At the present time, there are 325 million people globally living with a lethal disease in their blood.
What’s worse is that 295 million of them are completely unaware of their infection. An infection which could destroy their liver and lead to life-threatening illness.
Are you one of them?
9 in 10 people are totally unaware that they are living with viral Hepatitis. And since viral hepatitis has very few recognisable signs or symptoms.
How would you know that you are one of them?
1. You could have got it at childbirth passed from your mother.
2. You may have got it through unsafe injecting practices or by sharing a razor.
3. Or coming into contact with infected blood.
It’s likely that you won’t know when you got it. If you don’t get tested, you’ll remain in the dark.
Viral hepatitis is one of the leading causes of DEATH worldwide claiming 4000 lives a day. But if you don’t know your status, what chance do you have?
However, this doesn’t need to be your future. There is a cure available for Hepatitis C and vaccines and effective treatments against Hepatitis B. So, why not eliminate hepatitis for good? If we can find the people unaware of their status, we can save lives and we can eliminate viral hepatitis from the planet by 2030.
Globally barriers exist that prevent people from getting access to diagnosis and testing:
1. Lack of accessible testing
2. Lack of awareness among medical professionals, stigma and discrimination.
3. High cost
4. Lack of awareness
Without a scale-up of diagnosis and testing which ensures that no one or nowhere is left behind; hepatitis elimination will remain an unreached dream!
So, to find the people unaware of their disease, Hepatitis day is observed.
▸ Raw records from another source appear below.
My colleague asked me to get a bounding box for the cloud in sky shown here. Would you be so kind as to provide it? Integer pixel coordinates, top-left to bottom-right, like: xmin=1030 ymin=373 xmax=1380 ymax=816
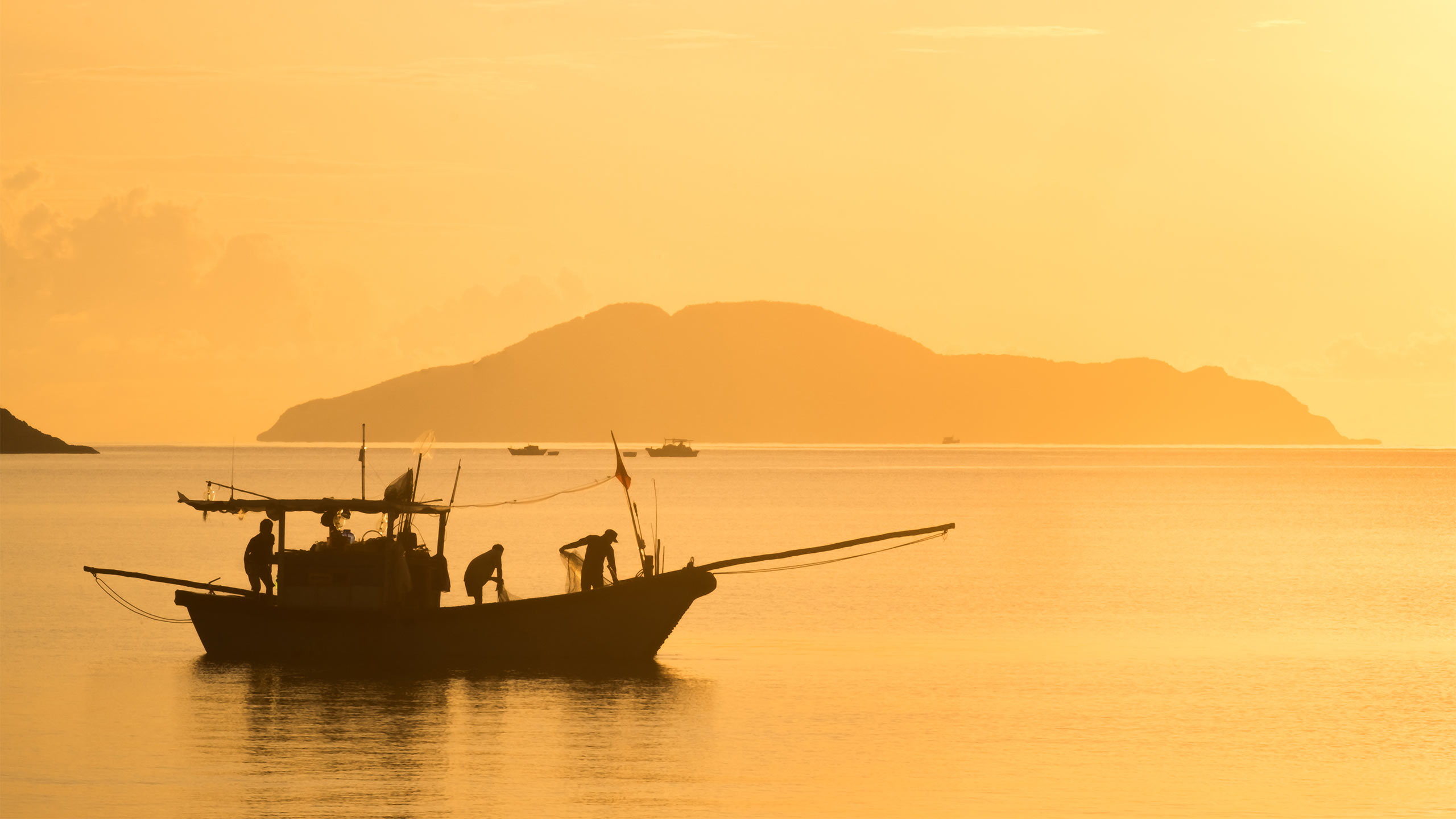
xmin=642 ymin=29 xmax=753 ymax=48
xmin=0 ymin=191 xmax=593 ymax=440
xmin=23 ymin=54 xmax=595 ymax=93
xmin=891 ymin=26 xmax=1103 ymax=39
xmin=1296 ymin=332 xmax=1456 ymax=383
xmin=0 ymin=165 xmax=41 ymax=191
xmin=462 ymin=0 xmax=566 ymax=11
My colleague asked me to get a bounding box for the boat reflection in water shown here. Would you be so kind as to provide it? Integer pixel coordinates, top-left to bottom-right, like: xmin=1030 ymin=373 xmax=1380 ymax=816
xmin=182 ymin=657 xmax=715 ymax=816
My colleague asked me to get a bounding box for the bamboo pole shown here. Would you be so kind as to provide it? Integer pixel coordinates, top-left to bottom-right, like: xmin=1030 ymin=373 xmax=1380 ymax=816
xmin=697 ymin=523 xmax=955 ymax=571
xmin=81 ymin=565 xmax=258 ymax=596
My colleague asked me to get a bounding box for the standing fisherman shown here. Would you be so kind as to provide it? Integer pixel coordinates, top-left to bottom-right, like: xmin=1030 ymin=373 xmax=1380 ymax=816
xmin=465 ymin=544 xmax=505 ymax=606
xmin=557 ymin=529 xmax=617 ymax=592
xmin=243 ymin=519 xmax=274 ymax=594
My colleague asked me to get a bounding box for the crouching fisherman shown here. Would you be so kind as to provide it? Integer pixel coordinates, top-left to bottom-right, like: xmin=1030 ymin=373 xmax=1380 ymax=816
xmin=559 ymin=529 xmax=617 ymax=592
xmin=465 ymin=544 xmax=505 ymax=606
xmin=243 ymin=519 xmax=274 ymax=594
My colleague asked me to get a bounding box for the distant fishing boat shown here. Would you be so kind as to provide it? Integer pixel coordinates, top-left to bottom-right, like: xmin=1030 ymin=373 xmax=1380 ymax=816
xmin=647 ymin=439 xmax=697 ymax=458
xmin=81 ymin=434 xmax=955 ymax=669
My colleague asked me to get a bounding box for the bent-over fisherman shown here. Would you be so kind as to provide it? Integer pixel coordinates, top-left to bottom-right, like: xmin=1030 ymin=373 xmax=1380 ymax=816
xmin=557 ymin=529 xmax=617 ymax=592
xmin=243 ymin=518 xmax=274 ymax=594
xmin=465 ymin=544 xmax=505 ymax=606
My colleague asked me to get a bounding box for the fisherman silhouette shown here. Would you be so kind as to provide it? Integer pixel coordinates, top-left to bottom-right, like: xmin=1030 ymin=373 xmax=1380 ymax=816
xmin=243 ymin=519 xmax=274 ymax=594
xmin=557 ymin=529 xmax=617 ymax=592
xmin=465 ymin=544 xmax=505 ymax=606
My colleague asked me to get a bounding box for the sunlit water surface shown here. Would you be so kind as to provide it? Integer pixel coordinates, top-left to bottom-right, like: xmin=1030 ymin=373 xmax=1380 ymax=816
xmin=0 ymin=448 xmax=1456 ymax=817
It is spread worldwide by a virus and infection.
Hepatitis A and E: spread by contaminated water and food
Hepatitis B: mainly spread by sexual intercourse
Hepatitis C: spread by infected blood
Hepatitis D: people who are already infected by hepatitis B receive hepatitis D
Hepatitis A is observed in 114 million people
Hepatitis B occurred in 343 million people
Hepatitis C is detected in 142 million people
How to prevent Hepatitis?
1. Avoid "street" food
2. Drink boiled water
3. Don't sip on cocktails and other drinks with ice cubes
4. Don't order salads or fresh fruit from restaurants, since you don’t know if they are fresh or washed with clean water
5. Wash your hands well after you go to the restroom, changing diapers, or before you eat or serve food.
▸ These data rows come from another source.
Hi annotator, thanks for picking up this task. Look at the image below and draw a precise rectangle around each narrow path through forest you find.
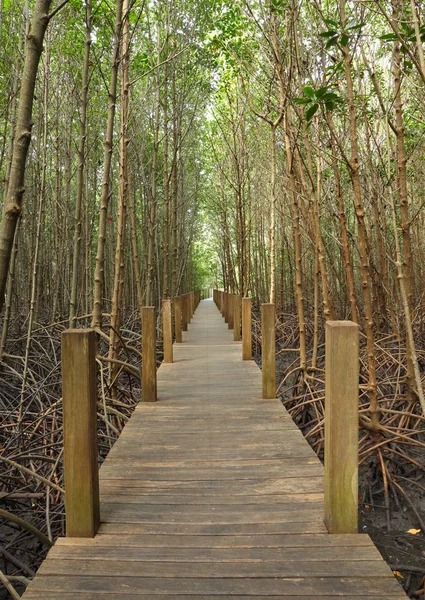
[24,300,405,600]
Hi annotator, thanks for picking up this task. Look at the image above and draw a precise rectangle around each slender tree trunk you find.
[339,0,379,431]
[0,0,51,311]
[92,0,123,328]
[69,0,91,329]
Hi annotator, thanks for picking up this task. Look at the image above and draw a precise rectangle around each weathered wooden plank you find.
[55,532,376,552]
[39,558,389,581]
[99,515,326,537]
[62,329,99,537]
[24,572,405,600]
[25,590,400,600]
[47,544,383,569]
[24,295,405,600]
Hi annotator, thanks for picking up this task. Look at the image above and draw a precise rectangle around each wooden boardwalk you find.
[24,300,406,600]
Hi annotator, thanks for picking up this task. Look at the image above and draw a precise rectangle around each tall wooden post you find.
[174,296,183,344]
[189,292,195,323]
[242,298,252,360]
[62,329,100,537]
[227,294,235,329]
[181,294,188,331]
[325,321,359,533]
[233,294,242,342]
[261,304,276,399]
[162,298,173,363]
[142,306,157,402]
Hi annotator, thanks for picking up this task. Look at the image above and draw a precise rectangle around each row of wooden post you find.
[62,291,201,537]
[213,290,359,533]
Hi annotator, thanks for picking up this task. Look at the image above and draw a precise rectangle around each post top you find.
[62,327,96,335]
[326,321,359,329]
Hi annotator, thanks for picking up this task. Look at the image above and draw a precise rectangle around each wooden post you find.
[162,298,173,363]
[62,329,100,537]
[242,298,252,360]
[182,294,188,331]
[174,296,183,344]
[261,304,276,399]
[233,294,242,342]
[142,306,157,402]
[227,294,235,329]
[325,321,359,533]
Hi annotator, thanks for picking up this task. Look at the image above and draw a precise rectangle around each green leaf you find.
[379,33,398,42]
[303,86,315,98]
[319,29,338,39]
[347,22,366,31]
[340,33,350,46]
[294,98,311,104]
[305,103,319,121]
[325,19,338,27]
[316,86,329,99]
[325,35,338,50]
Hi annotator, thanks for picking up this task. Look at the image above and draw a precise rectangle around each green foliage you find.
[319,19,365,50]
[294,86,341,123]
[379,22,425,44]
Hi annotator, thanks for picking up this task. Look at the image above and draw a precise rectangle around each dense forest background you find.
[0,0,425,596]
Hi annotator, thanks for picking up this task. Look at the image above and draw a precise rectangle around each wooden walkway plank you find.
[24,300,406,600]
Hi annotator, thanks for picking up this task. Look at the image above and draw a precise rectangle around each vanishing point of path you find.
[24,300,406,600]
1. Wash your hands with soap and water after exposure to blood
2. Use condoms with sexual partners
3. Avoid direct contact with blood and bodily fluids
4. Use a fresh diluted bleach solution to clean up blood spills
5. Cover all cuts carefully
6. Avoid sharing razors, nail clippers, toothbrushes, and ear or body rings
7. Discard sanitary napkins and tampons into plastic bags
8. Avoid illegal street drugs
9. Make sure new, sterile needles are used for ear or body piercing, tattoos, etc
1. Never share needles
2. Avoid direct exposure to blood
3. Don’t share personal care items
4. Make sure new, sterile needles are used for ear or body piercing, tattoos, etc
5. Practice safe sex
1. Get vaccinated
2. Always practice safe sex by using a condom with all of your sexual partners
3. Avoid or stop using recreational drugs
4. Be cautious about tattoos and piercings
1. Be cautious about drinking unsanitary water
2. Avoid uncooked or unpeeled foods
3. It is also important to practice good hygiene and wash your hands often
Remember, prevention is better than cure!